Best practice with Logstash output and ES

Hello,

My question is related to the correct way to configure the output, for Elasticsearch.

Right now my Elasticsearch cluster is one master node, 2 ingest nodes and 1 data node.

My Logstash output configuration is linked to the ingest nodes, the data is routed in base some conditions, so the data can be sent to the ingest_node_1 or to ingest_node_2 but never to both of them. This works quite fine until now.

But after check the stack, review forums and, in general, make some research, I'm starting to doubt if I must link the output to the master node instead of the ingest nodes.

Any recommendations?

No, do not make Logstash send data to dedicated master nodes. I think this is mentioned in the documentation.

With such a small cluster as yours I'd consider making all nodes master-eligible to avoid having one node that can take down the whole cluster.

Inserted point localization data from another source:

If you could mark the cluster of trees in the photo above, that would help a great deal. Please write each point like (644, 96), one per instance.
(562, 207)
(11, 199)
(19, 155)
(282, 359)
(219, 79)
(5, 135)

The idea is growth it to 2 masters nodes, 4 ingest nodes and 4 data nodes, but for now with this cluster is enough to handle the actual volume of data (yeah, I know that the replication is not working good now because we only have 1 data node, the first thing that we will add will be other data node), that's why I was trying to make it works with this structure.

So basically I was right, Logstash needs to send the data directly to the ingest nodes, isn't it? and any way to balance the load? I was thinking to put all the ingest nodes behind a load balancer for the Logstash, but not sure if this will work well.

Ok re-reading the docs I found the answer:

To configure your Logstash instance to write to multiple Elasticsearch nodes, edit the output section of the second-pipeline.conf file to read:

output {
    elasticsearch {
        hosts => ["IP Address 1:port1", "IP Address 2:port2", "IP Address 3"]
    }
}

Use the IP addresses of three non-master nodes in your Elasticsearch cluster in the host line. When the hosts parameter lists multiple IP addresses, Logstash load-balances requests across the list of addresses. Also note that the default port for Elasticsearch is 9200 and can be omitted in the configuration above.

So I just need to add only all the ingest nodes on the output definition and do not base it on my conditions (because, basically, this was for balance the load).

Thanks!

This topic was automatically closed 28 days after the last reply. New replies are no longer allowed.